If you are not a kind person, don’t pretend for the sake of your face that you are.  Saving your reputation for your own sake is a total waste of time, never mind saving it for the sake of others who judge.  Always check who it is that judges you before you take their judgement to heart.   If they do not know who you are, pay them little attention.  How can a person have a sensible opinion on something they have never understood?  Either make yourself known or ignore the criticism.  There is no point sitting in the corner crying about something that is under your control.  Don’t waste your energy on others’ negative projections, prides, or egos.  Negative voices are noise.  Just try to understand that for everyone it is nearly impossible not to judge.  Be aware.  We judge ourselves all the time and we judge others by our expectations of ourselves.

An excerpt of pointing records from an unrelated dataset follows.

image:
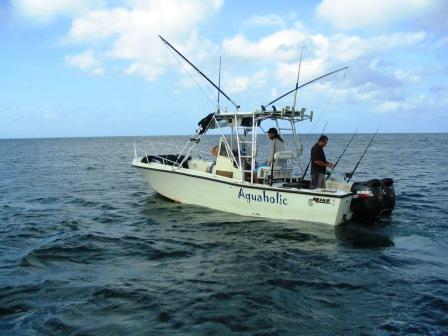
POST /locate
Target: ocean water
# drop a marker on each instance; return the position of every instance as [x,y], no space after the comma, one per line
[88,248]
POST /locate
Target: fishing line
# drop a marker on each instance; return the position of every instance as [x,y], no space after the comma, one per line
[329,100]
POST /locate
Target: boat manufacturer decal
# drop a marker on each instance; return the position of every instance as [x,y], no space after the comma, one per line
[263,197]
[321,200]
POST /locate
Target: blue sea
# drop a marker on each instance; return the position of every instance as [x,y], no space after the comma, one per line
[88,248]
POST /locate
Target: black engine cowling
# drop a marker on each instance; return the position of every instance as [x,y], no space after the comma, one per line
[372,198]
[388,195]
[367,202]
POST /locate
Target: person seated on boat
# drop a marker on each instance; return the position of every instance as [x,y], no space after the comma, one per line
[214,152]
[277,145]
[319,163]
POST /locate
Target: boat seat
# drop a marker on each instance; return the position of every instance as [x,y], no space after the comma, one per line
[281,170]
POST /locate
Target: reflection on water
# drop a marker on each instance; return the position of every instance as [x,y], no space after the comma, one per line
[87,248]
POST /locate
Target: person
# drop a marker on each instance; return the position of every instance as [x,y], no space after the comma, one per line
[277,145]
[319,163]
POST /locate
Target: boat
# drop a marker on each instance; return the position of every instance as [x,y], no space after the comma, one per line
[234,182]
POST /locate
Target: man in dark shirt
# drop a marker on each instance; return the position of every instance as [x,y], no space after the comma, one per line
[319,163]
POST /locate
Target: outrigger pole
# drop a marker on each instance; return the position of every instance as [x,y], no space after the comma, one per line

How can the UK solve its problems?  It can face up to them first of all.  That stiff upper lip needs to crack a humble smile.  Those myriad repressions need addressing.  That attitude of resenting success needs adjusting.  It can start by accepting its failing infrastructure – whatever the reason for it.  It can stop rewarding the benefit parasites with money that would be better spent on university grants to an ambitious youth.  If they had any brains they would wean their dependents off their ‘wages’ and feed said money back into their (once great) education system – which is also falling apart.  Another thing – Britain can stop behaving as if it still controlled all the tea fields and rice paddies on the planet.  The Empire is long-gone, her reign is over.  I wonder why the colonialists are such hard-core hangers on?  Their attitude is out-dated, their behaviour archaic.  How many colonial genes pollute the DNA of the inheritors of Great Britain?  The question to ask is how can we go forwards unless these people – the collective – and these places, take accountability for their past, their future?

Drop the idea that the world owes you a living, Britain.  Your future is what you have made it.